O gestor do contrato não é a autoridade competente para instaurar o PAR. A competência para instaurar e julgar o PAR é da autoridade máxima do órgão ou entidade, ou, em alguns casos, da CGU. O gestor do contrato pode apenas noticiar os fatos à autoridade competente, mas não detém a competência para instaurar o processo.

Alternativa B — ❌ Incorreta

A lei não determina que a autoridade competente noticie ao Ministério Público a instauração do PAR. A comunicação ao Ministério Público ocorre apenas após a conclusão do processo, quando há indícios de crime, conforme o art. 15, § 4º, da Lei 12.846/2013. A instauração em si não gera essa obrigação.

Alternativa C — ❌ Incorreta

A CGU não detém competência privativa para instaurar, processar e julgar o PAR no âmbito da administração pública federal. A competência é concorrente: a autoridade máxima do órgão ou entidade pode instaurar o PAR, e a CGU atua em casos específicos, como quando o órgão não instaura ou quando há envolvimento de autoridades. A alternativa erra ao afirmar que a competência é privativa da CGU.

Alternativa D — ❌ Incorreta

A instauração de processo administrativo para reparação integral do dano não está condicionada à instauração, processamento e conclusão do PAR. O art. 13 da Lei 12.846/2013 estabelece que a instauração de processo administrativo específico de reparação integral do dano não prejudica a aplicação imediata das sanções. Ou seja, os processos são independentes e podem tramitar simultaneamente.

Alternativa E — ✅ Correta ⟵ GABARITO

Conforme o art. 15 da Lei 12.846/2013, quando as infrações forem conexas, a apuração deve ocorrer em um único processo administrativo, ainda que as autoridades julgadoras sejam diferentes.
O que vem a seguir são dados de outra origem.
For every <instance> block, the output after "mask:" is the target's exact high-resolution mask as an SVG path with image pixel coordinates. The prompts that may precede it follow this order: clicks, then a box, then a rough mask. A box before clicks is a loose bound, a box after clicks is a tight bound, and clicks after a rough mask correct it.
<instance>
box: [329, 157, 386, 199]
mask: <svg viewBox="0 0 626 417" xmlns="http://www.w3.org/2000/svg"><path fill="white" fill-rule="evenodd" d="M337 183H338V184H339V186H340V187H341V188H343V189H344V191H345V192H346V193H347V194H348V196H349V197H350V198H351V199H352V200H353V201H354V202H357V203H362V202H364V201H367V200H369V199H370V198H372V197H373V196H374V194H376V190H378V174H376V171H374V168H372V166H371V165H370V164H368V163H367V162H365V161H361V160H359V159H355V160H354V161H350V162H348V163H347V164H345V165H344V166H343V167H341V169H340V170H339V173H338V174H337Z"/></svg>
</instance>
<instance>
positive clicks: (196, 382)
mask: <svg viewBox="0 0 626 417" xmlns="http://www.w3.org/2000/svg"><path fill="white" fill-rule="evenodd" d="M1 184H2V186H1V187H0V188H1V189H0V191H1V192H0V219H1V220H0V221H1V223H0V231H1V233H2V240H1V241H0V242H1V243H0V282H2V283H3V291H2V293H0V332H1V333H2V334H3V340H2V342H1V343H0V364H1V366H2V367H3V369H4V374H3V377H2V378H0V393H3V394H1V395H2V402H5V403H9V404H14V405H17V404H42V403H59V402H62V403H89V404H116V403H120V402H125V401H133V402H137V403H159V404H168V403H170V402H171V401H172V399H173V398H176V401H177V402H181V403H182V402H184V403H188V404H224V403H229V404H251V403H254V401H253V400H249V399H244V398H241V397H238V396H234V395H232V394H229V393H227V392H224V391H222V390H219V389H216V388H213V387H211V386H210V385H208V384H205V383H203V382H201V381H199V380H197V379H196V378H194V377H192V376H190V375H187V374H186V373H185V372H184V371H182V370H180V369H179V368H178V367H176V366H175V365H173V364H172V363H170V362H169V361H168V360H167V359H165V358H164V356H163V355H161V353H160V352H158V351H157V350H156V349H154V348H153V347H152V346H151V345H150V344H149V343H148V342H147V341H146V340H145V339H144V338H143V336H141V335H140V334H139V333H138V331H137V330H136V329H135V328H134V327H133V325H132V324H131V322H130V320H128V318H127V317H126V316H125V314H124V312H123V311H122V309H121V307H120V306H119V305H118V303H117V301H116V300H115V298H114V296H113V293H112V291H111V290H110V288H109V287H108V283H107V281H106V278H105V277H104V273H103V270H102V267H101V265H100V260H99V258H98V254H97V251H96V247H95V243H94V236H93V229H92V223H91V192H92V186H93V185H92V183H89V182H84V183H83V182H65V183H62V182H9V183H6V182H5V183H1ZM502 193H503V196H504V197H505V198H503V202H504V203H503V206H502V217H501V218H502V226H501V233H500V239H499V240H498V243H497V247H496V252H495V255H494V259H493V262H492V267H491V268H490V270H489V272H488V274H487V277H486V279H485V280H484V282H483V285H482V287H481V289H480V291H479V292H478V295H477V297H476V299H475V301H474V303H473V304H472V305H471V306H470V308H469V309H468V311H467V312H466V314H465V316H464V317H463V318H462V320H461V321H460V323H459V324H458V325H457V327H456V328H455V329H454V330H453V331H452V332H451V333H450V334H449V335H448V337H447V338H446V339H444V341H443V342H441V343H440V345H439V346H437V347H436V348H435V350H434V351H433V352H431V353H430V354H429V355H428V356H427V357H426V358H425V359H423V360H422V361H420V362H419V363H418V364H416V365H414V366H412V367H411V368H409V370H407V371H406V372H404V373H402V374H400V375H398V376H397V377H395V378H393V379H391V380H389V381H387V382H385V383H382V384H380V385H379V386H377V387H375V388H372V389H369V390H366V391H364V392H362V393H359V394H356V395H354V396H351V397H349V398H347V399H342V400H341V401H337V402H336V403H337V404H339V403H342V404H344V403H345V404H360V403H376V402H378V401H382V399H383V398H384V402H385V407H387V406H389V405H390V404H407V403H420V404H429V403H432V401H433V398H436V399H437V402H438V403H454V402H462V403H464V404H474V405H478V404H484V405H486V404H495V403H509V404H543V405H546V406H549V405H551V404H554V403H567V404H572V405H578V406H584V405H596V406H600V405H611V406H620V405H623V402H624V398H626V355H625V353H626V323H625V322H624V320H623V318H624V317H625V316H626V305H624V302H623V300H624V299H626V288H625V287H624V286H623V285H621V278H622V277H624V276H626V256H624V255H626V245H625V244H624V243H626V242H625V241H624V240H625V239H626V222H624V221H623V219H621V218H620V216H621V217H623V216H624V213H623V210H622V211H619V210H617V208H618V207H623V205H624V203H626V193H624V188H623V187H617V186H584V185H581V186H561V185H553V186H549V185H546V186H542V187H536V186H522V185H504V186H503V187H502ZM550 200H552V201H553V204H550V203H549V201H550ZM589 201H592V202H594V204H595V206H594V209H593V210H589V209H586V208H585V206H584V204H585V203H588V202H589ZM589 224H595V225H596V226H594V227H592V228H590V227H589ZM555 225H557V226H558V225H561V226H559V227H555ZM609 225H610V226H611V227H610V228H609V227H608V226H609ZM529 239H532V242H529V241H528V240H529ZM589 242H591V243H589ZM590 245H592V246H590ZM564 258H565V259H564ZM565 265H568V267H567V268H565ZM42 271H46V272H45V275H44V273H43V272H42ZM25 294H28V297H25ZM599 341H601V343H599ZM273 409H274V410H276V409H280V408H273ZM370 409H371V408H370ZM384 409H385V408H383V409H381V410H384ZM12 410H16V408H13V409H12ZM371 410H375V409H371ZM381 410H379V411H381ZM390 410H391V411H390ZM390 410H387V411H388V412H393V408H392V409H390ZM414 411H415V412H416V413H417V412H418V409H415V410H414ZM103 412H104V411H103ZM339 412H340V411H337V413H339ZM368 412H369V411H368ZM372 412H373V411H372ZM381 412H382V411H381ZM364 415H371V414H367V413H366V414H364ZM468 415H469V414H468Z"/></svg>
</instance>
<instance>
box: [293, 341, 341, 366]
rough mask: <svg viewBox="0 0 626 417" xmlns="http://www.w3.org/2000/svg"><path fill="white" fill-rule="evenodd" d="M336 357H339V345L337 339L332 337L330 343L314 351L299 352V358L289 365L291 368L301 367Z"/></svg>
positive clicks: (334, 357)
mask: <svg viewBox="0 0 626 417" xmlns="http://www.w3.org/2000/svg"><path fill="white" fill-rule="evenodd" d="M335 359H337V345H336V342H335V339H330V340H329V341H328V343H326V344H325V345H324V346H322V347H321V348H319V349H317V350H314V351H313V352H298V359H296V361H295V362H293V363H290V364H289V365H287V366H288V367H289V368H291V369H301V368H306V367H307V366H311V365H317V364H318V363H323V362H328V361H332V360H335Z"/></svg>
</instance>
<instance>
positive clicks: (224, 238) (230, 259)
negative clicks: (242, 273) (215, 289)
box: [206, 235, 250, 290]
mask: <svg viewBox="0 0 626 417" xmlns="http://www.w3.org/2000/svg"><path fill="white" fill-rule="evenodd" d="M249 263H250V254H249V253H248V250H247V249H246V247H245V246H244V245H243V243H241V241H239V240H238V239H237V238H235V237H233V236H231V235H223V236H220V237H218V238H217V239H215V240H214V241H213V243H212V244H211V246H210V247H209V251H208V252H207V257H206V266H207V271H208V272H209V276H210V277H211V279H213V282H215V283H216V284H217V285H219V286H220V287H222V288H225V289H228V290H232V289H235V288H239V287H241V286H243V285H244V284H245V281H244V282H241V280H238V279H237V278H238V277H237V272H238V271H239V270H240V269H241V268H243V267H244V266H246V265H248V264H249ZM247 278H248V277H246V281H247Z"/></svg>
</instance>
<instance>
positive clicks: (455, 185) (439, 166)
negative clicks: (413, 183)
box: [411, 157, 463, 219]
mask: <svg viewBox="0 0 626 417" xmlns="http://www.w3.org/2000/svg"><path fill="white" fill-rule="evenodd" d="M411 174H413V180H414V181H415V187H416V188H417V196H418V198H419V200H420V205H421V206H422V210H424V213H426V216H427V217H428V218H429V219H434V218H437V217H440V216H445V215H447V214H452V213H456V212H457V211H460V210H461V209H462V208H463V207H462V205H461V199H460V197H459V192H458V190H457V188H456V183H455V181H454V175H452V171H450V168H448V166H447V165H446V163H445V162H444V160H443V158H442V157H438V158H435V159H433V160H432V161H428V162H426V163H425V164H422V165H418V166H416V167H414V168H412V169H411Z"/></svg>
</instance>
Essa regra visa à eficiência e à segurança jurídica, evitando decisões conflitantes sobre o mesmo fato. A alternativa está correta ao afirmar que as supostas infrações deverão ser apuradas e julgadas nos autos de um mesmo processo administrativo.

NÃO CAIA NESSA!

A banca tenta confundir o candidato ao atribuir competências que não existem na lei. O gestor do contrato não instaura o PAR; a CGU não tem competência privativa; e a reparação do dano não depende do PAR. A regra do art. 15 é clara: apuração conjunta em um único processo. Fique atento a essas inversões de competência e condicionamentos inexistentes.

PEGA ESSA DICA!

Para questões sobre a Lei Anticorrupção, memorize os artigos-chave: art. 1º (objeto), art. 5º (atos lesivos), art. 13 (reparação do dano independente), art. 15 (PAR e apuração conjunta) e art. 16 (acordo de leniência). A banca costuma cobrar a literalidade desses dispositivos, especialmente as competências e os prazos.